Na prática, num lugar onde tudo é teoricamente protegido legalmente, o que predomina é o caos. Pois bem, beirando a rodovia, lá do alto, a noção do tamanho do problema e do alastramento do crescimento desordenado é mais do que evidente e alarmante.
O que era uma quase exclusividade do núcleo populacional principal, isto é, a cidade de Angra dos Reis e de seus morros, o desmanche ambiental vai se multiplicando em inúmeros núcleos que avançam da rodovia como eixo principal do vetor de crescimento para dentro das áreas do outrora “sertão”, situadas a montante da rodovia ou a jusante, sobre as baixadas, suprimindo, aterrando, desmatando o que tiver pela frente.
Conceição de Jacareí (Mangaratiba), bem como Lambicada, Camorim, Camorim Pequeno, Sapinhatuba1-2-3, Japuíba, Banqueta (Nova Angra), Campo Belo, Gamboa, Belém, Itinga, Santa Rita do Bracuí, Bracuí, Frade, Perequê, todos em Angra dos Reis e sem exceção, repetem o crescimento a qualquer preço, em que a preocupação ambiental passa bem longe, e a legislação ambiental é apenas uma miragem. O resultado não poderia ser outro daquele que eu já esperava desde um dia antes do voo.
Rios apodrecendo, supressão de vegetação, fundo de baías como da Ribeira, transformando-se em latrinas, degradação de manguezais com as esperadas e já conhecidas consequências em termos de perda de biodiversidade e qualidade de vida.
Levaram-se em conta as peculiaridades geográficas que caracterizam e distinguem as baías de Guanabara, Sepetiba e Ilha Grande. Esta última não apresenta, nem em quantidade, nem em dimensões, as grandes planícies encontradas nas duas primeiras; mesmo assim, verificam-se os processos de degradação observados seguindo o mesmíssimo roteiro já conhecido.
Afinal, a cultura predatória é a mesma, portanto, o resultado final da ação continua também o mesmo.
Aí, lembrei que o atual Presidente da República, no ano passado, veio com a ideia da “Cancún verde e amarela” na baía de Ilha Grande!
À época, aproveitei o gancho e alertei às autoridades de plantão, ávidas pelo desenvolvimento, que sem investimentos pesados e permanentes em chagas socioambientais históricas, ou seja, habitação e saneamento universalizados, a tal “Cancún verde e amarela” poderia gerar o tiro final no principal ativo, transformando a região numa “Cocón marrom”, onde, mais uma vez, seria assada a galinha dos ovos de ouro por conta da cultura do pau-brasil: usar até acabar.
Meu alerta, como de praxe, não teve ressonância alguma em nossa classe política, mais preocupada com temas mais relevantes do que o ambiente.

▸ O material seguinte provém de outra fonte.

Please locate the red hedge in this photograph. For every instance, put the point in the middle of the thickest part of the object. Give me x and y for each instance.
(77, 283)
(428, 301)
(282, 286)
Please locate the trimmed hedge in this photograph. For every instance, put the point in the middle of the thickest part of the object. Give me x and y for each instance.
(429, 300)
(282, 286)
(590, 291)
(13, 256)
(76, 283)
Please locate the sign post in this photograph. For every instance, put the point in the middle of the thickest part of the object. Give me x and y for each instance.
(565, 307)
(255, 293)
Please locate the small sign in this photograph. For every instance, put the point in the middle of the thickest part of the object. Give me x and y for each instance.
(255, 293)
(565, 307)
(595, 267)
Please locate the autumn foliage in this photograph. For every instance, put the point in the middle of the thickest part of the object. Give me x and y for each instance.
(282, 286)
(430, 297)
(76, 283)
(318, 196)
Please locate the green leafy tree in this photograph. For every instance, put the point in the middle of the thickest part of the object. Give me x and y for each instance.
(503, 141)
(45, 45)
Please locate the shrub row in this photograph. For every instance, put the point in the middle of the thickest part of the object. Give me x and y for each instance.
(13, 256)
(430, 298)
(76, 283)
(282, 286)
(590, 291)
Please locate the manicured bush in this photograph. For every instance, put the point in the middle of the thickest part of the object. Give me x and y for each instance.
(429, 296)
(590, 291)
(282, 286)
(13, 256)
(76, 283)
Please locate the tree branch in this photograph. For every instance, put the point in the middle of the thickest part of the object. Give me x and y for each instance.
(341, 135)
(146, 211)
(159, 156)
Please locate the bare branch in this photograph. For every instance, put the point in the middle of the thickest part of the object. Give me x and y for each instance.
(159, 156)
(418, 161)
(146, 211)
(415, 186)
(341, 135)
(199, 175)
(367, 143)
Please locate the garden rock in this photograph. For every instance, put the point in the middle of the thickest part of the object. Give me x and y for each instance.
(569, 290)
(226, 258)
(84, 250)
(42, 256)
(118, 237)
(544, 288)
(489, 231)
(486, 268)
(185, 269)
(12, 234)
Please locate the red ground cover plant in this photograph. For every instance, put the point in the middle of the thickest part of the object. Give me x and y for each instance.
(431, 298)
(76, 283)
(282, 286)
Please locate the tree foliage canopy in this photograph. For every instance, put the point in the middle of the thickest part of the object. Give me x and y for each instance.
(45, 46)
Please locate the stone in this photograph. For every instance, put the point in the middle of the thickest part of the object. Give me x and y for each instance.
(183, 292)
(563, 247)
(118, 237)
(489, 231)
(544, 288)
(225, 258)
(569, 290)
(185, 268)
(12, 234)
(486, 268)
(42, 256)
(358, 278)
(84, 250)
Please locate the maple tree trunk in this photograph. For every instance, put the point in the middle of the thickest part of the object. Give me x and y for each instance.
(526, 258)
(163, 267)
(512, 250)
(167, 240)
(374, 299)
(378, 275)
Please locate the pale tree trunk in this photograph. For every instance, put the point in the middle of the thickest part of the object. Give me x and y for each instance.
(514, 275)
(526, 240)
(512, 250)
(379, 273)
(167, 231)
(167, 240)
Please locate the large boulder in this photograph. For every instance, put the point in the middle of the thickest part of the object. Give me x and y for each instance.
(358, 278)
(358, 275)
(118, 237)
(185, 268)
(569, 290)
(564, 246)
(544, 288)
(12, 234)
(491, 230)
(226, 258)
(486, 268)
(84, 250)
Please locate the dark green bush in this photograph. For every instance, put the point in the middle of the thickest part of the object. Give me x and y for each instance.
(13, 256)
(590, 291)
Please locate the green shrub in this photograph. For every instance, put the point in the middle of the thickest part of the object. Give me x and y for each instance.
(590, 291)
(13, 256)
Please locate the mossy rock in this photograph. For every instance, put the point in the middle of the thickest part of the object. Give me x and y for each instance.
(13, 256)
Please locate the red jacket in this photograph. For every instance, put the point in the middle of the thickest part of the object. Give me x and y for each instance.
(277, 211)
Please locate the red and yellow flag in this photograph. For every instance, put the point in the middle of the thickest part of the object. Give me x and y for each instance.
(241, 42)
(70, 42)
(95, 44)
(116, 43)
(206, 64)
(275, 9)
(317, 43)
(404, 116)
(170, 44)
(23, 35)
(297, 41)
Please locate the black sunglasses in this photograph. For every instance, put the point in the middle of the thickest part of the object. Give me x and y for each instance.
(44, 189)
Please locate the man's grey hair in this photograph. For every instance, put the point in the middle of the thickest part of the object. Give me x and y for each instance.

Voltei ao heliponto cinco horas depois, com a certeza de que o recuo não é uma opção. Já “perdemos” a Guanabara, estamos perdendo a de Sepetiba e vamos abrir mão também de Ilha Grande?
Não aprendemos nada com a degradação e tragédias na Região Metropolitana?
Não aprendemos nada com a crise da água?
Afinal, o que é que está acontecendo nesse lugar com essas pessoas?
Fica a questão se as forças, segmentos econômicos e sociais esclarecidos, que tenho de acreditar que existam, irão aceitar candidamente a instalação irreversível da degradação na região da baía de Ilha Grande?
Estamos atrasados, e a hora da reação já passou!
Observação importante: Leiam o texto e vejam as fotos, ouvindo “The Ultimate Soundtrack Mix: The Matrix Series“.